# More Time Series Functionality

In this chapter, we cover several more important pieces of time series data functionality in pandas.

In [None]:
import pandas as pd
df = pd.read_csv('../data/stocks/stocks10.csv', parse_dates=['date'], 
                 index_col='date')
df.head(3)

## Selecting multiple rows at specific frequencies

Thus far, we covered how to select **entire time periods** of data using partial date matching with the `loc` indexer. We then selected **single datetimes** at fixed frequencies with `asfreq`. Now, we will cover how to select entire time periods at fixed frequencies. For example, let's say we are interested in selecting the first three days of each month. We can select the first three days of one particular month with `loc` and the first day of every month with `asfreq`, but we cannot select the first three days of every month. For that we'll need a different approach. Below we review the methods previously covered, beginning by selecting the first three days of one particular month.

In [None]:
df.loc['2010-6-1':'2010-6-3']

The `asfreq` method can select the start of every month.

In [None]:
df.asfreq('MS').head(3)

Perhaps the most effective way to select the first three rows of every month is using the `groupby` method, which has  more methods available to chain from it than `resample`. The first `head` method below is performed on each of the 241 groups. It returns the frist three rows for each group. The second `head` method is performed on the resulting DataFrame (723 rows) to show that the first four months each returned three rows of data. Note that the first three rows are not necessarily the first three days of the month, but the first the days that have values.

In [None]:
df.groupby(pd.Grouper(freq='MS')).head(3).head(12)
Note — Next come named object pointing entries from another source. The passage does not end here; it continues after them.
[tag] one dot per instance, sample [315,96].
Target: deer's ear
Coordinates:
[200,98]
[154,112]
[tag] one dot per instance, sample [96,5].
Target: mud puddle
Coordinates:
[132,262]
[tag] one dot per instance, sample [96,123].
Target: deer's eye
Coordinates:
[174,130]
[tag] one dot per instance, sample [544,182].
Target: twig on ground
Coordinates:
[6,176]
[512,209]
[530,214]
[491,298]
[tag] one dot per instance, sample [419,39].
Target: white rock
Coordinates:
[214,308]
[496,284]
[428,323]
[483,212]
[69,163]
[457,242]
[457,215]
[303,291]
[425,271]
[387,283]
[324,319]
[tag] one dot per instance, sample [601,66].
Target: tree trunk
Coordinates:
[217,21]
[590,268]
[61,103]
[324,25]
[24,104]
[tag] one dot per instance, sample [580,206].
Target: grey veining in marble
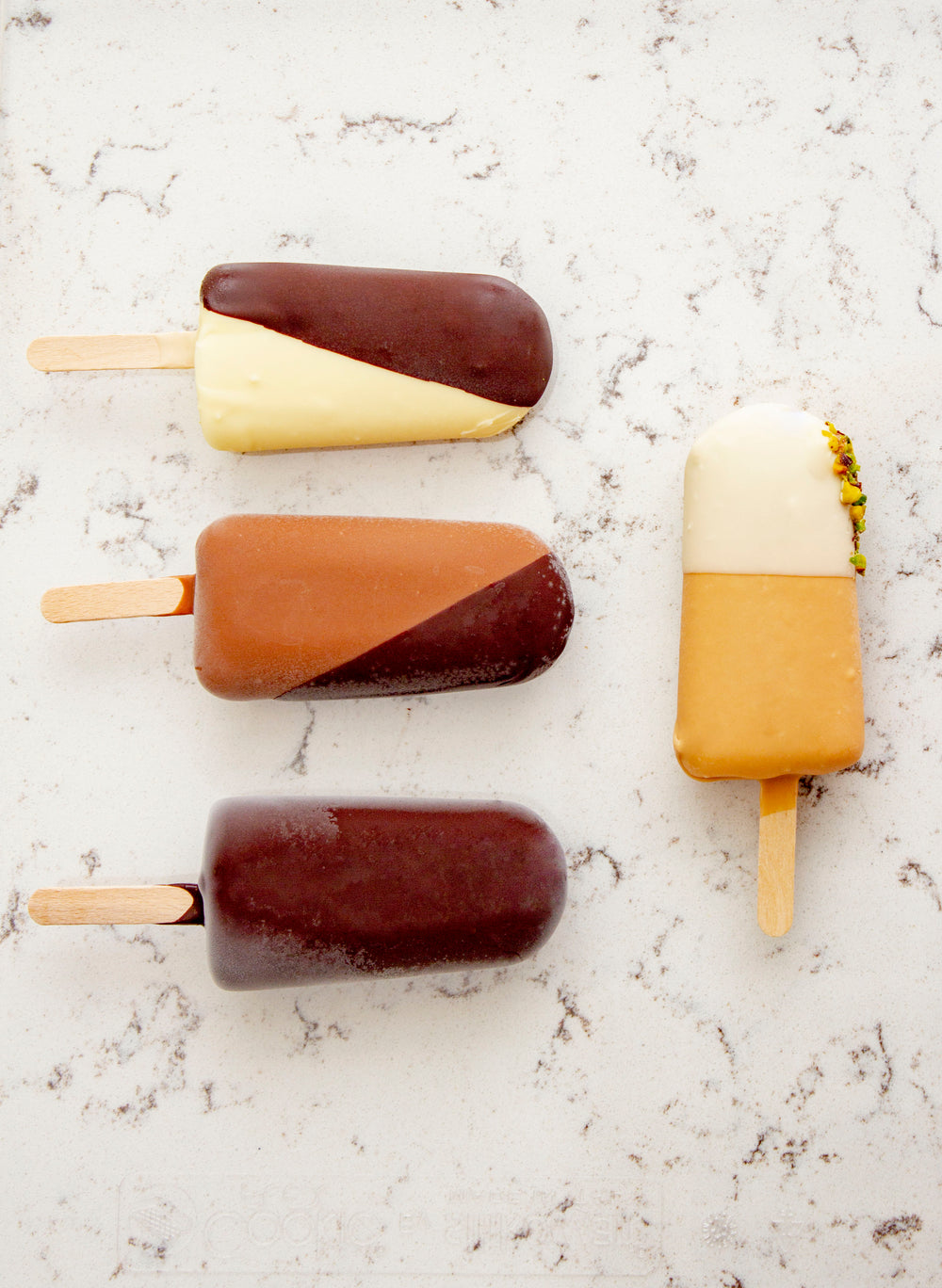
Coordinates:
[714,203]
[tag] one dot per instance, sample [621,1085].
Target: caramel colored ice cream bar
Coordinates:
[325,607]
[300,892]
[770,679]
[295,356]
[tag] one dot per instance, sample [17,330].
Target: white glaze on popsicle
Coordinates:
[760,496]
[261,391]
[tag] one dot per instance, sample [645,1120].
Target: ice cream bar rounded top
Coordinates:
[301,890]
[760,496]
[471,331]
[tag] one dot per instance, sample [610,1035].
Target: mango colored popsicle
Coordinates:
[294,356]
[324,607]
[770,683]
[303,890]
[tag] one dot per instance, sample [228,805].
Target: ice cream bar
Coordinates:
[770,684]
[300,892]
[291,356]
[325,607]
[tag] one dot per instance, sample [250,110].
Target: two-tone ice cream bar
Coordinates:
[324,607]
[293,356]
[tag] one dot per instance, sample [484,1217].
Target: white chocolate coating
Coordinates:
[261,392]
[760,496]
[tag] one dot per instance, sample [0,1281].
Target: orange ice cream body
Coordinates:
[770,679]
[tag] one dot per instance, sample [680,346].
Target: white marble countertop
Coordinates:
[713,202]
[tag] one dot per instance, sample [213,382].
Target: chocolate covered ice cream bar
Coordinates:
[326,607]
[300,892]
[293,356]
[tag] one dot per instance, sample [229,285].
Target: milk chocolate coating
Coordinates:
[475,332]
[300,892]
[324,605]
[507,633]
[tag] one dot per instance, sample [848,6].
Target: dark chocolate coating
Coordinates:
[475,332]
[510,632]
[300,890]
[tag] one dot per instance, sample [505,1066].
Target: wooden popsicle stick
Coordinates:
[114,906]
[165,597]
[112,352]
[777,815]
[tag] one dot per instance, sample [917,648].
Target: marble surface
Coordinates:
[714,203]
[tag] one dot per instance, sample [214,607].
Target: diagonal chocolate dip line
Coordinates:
[510,632]
[475,332]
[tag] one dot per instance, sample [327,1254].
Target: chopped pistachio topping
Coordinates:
[851,493]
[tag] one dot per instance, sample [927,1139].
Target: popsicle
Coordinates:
[322,607]
[304,890]
[291,356]
[770,684]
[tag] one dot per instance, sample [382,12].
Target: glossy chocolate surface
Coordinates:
[507,633]
[324,605]
[300,890]
[476,332]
### Using the DatetimeIndex to select specific frequencies

Sometimes, it is necessary to use the DatetimeIndex to help with selecting specific frequencies. The DatetimeIndex has all of the same attributes and methods as the a datetime column. For instance, in order to select every June for all the years we'll need to use the `month` attribute (or `month_name` method) and test equality against the integer 6 (or string `'June'`).

In [None]:
filt = df.index.month == 6
filt

Using this filter for boolean selection returns all the rows where the month is June.

In [None]:
df[filt].head(3)

In [None]:
df[filt].tail(3)

Many other types of selections like this are possible. Let's select the 200th day of the year for each year.

In [None]:
filt = df.index.dayofyear == 200
df[filt].head()

Here, we select the 11th day of each month.

In [None]:
filt = df.index.day == 11
df[filt].head()

Selecting every day of a certain week is a bit different. You are forced to call the `isocalendar` method which returns the year, week, and day number as DataFrame.

In [None]:
df.index.isocalendar().head()

Using this DataFrame, select the week as a Series and test equality against a particular week number. Here, all rows within week 22 for all years are returned.

In [None]:
filt = df.index.isocalendar()['week'] == 22
df[filt].head(10)

You can even test for multiple values with the `isin` method. Here, we select the 5th, 10th, and 15th values of each month.

In [None]:
filt = df.index.day.isin([5, 10, 15])
df[filt].head(10)

## Shifting the data

It's possible to shift the data up or down by any number of rows or by specific frequencies using offset aliases with the `shift` method. Pass an **integer** to the `shift` method to move the data up/down by a specific number of rows, keeping the index the same. Here, we shift the first three rows down. The original last three rows are removed from the DataFrame.

In [None]:
df.shift(3).head()

Shifting using negative integers is possible. Here, we shift the data up one row. The original first row is no longer part of the DataFrame.

In [None]:
df.shift(-1).head(3)

The last row is now missing.

In [None]:
df.shift(-1).tail(3)

### Shifting the dates in the index

The DatetimeIndex can be shifted up or down by a specific frequency using an offset alias, which is passed as a string as the second argument in the `shift` method. This will NOT cause the data itself to shift, just the index. To help better understand what is happening, a new column containing the original date will be inserted as the first column in the DataFrame.

In [None]:
df.insert(0, 'original date', df.index)
df.head(3)

 Let's begin by shifting the index up five hours.

In [None]:
df.shift(5, 'H').head(3)

Here we shift the index back ten days.

In [None]:
df.shift(-10, 'D').head(3)

### Caution when shifting by week, month, quarter, or year

It's possible to shift by any number of weeks, months, quarters, or years, but care must be taken for those dates on the start or end of the particular time period shifted. Below, we shift up by one week anchored to Friday. Instead of all of the dates incrementing by 7 days, they get rounded up to the nearest Friday. 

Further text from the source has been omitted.